The development of Organic Light Emitting Diode (OLED) technology and ultra-thin glass (UTG) are the critical enablers of foldable smartphones making a comeback. Manufacturers have used this innovation to create flexible displays without sacrificing display quality.

A Chinese company called Royole released the first foldable smartphone, the Royole FlexPai, in October 2018. However, the phone had multiple malfunctions, including false touches and not being pocket-friendly. 

So, jumping on the innovation bandwagon, Samsung, Motorola, and Huawei released the first generation of their foldable smartphones in 2019.

Impact on the mobile industry

As more manufacturers enter the foldable smartphone market, competition will drive further design, functionality, and performance innovation.

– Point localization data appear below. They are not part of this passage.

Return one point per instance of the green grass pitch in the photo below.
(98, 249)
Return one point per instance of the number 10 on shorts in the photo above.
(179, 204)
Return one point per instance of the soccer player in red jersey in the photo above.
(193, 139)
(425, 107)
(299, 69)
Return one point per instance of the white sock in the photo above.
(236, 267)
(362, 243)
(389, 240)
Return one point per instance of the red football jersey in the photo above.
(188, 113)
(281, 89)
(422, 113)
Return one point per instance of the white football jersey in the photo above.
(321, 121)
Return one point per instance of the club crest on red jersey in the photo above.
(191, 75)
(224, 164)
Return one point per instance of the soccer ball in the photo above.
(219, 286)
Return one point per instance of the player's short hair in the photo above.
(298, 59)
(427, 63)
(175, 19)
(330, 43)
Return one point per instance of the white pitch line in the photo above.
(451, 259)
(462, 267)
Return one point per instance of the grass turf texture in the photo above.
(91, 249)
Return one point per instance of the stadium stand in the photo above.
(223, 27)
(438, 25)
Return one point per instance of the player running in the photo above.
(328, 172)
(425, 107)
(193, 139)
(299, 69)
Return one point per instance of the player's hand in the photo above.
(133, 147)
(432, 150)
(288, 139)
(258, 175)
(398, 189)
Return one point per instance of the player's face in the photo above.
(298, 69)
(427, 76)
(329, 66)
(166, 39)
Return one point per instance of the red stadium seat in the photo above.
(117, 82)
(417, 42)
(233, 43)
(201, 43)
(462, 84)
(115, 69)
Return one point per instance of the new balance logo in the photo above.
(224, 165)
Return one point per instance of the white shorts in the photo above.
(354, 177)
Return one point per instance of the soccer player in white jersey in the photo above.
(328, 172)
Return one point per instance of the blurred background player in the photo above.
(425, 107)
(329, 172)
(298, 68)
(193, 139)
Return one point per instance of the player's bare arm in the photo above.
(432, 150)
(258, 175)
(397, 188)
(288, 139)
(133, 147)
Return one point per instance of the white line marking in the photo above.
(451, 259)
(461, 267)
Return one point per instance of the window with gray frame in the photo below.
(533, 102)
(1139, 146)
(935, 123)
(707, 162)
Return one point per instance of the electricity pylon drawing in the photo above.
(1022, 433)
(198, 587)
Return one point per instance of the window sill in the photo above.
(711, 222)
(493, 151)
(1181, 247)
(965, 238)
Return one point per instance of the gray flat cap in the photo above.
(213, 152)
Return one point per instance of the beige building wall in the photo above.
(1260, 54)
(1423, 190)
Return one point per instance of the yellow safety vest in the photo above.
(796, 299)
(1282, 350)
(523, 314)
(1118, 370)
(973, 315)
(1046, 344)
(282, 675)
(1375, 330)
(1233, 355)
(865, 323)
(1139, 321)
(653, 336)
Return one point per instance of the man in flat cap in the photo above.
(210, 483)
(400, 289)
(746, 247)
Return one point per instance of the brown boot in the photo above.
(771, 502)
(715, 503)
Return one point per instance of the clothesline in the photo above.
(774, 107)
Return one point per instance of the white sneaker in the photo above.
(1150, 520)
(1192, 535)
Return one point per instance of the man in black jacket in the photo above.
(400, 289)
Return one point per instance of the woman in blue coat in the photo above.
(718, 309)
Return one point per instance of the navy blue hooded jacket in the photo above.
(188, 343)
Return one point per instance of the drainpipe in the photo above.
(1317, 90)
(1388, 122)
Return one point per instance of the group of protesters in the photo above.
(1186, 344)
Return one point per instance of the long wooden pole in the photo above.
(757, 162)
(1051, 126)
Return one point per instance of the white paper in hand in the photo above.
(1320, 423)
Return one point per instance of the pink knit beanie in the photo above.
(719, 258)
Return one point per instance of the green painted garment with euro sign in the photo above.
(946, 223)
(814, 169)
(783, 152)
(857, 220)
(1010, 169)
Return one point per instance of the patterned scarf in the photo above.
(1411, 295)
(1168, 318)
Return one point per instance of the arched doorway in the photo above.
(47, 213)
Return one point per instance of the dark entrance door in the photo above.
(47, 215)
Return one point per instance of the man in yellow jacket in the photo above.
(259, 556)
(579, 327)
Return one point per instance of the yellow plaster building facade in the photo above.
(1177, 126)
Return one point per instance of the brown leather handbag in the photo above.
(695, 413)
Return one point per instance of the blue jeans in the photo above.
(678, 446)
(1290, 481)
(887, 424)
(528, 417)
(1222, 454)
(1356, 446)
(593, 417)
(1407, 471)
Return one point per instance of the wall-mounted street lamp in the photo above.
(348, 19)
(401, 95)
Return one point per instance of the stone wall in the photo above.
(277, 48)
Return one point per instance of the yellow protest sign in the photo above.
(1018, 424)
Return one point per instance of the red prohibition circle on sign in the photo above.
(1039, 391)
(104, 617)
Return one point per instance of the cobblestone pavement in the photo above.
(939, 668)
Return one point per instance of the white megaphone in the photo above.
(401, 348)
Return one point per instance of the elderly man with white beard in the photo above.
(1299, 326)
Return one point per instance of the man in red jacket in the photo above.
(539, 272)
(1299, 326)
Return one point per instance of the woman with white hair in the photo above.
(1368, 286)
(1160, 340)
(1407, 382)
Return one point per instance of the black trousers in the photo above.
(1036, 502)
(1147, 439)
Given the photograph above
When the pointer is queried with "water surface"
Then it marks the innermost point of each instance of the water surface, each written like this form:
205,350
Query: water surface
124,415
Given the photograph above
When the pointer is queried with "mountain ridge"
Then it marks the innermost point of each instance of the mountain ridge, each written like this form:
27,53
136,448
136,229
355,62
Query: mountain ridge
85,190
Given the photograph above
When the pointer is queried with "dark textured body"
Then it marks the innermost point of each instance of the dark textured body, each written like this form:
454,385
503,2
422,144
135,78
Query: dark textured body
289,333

As users become more interested in these innovative devices, manufacturers can expect to see a surge in demand for foldable smartphones, leading to further investment in research and development and, subsequently, even more advancements in the industry.

Finally, the large, tablet-like screens of today’s foldable smartphones have created new opportunities for app developers who can create new experiences and expand the capabilities of existing apps. With more apps explicitly optimized for foldable smartphones, demand will again surge.

Issues with Foldable Phones 

Whilst foldable smartphones have many benefits like the large screen size, multitasking capabilities, single camera set-up, and portability, there are still challenges to overcome in foldable smartphone technology.

Although there have been many advancements in the last five years, high costs, battery life, and finding more durable materials remain just some areas manufacturers must address as technology develops.


Foldable smartphones are way out of budget for many people, as manufacturers are selling them with a high price tag due to the ever-growing production costs.

Flip designs such as the Samsung Galaxy Z Flip 4 and the Motorola Razr 40 Ultra cost £899 and £1,049.99, respectively. Whilst fold designs are dramatically higher, such as the Samsung Galaxy Z Fold 4 (£1,649), the Huawei Mate X3 (£1999), and the new Google Pixel Fold (£1,749).

Apple’s newest (and still flat) addition, the iPhone 14, remains cheaper than any of the above foldable smartphone options, with a price tag of £849.

Battery Life

Foldable smartphones will likely use more power since they feature larger screens and more active processors.

An iPhone 14 is set to last up to 20 hours with video playback, and up to 80 hours with audio playback. Meanwhile, a Samsung Galaxy Z Flip 4 is said to have around just 10 hours of battery life.


Foldable smartphones are more prone to damage as the hinges and folding mechanisms are delicate. Also, the larger screens make these devices more susceptible to scratches and cracks, which are expensive to repair or replace. 

Future of Foldable Phones?

This year, Samsung’s Galaxy Z Fold will be on its fifth generation. Meanwhile, Apple is working hard to develop its first foldable mobile device by 2025.

CyberMedia Research anticipates a 65% year-on-year growth in the foldable smartphone market in 2023.

Overall, foldable smartphones making a return has had a positive impact on the mobile industry. Users can expect to see even more design, functionality, and performance innovation as manufacturers compete against each other… as long as you can afford it.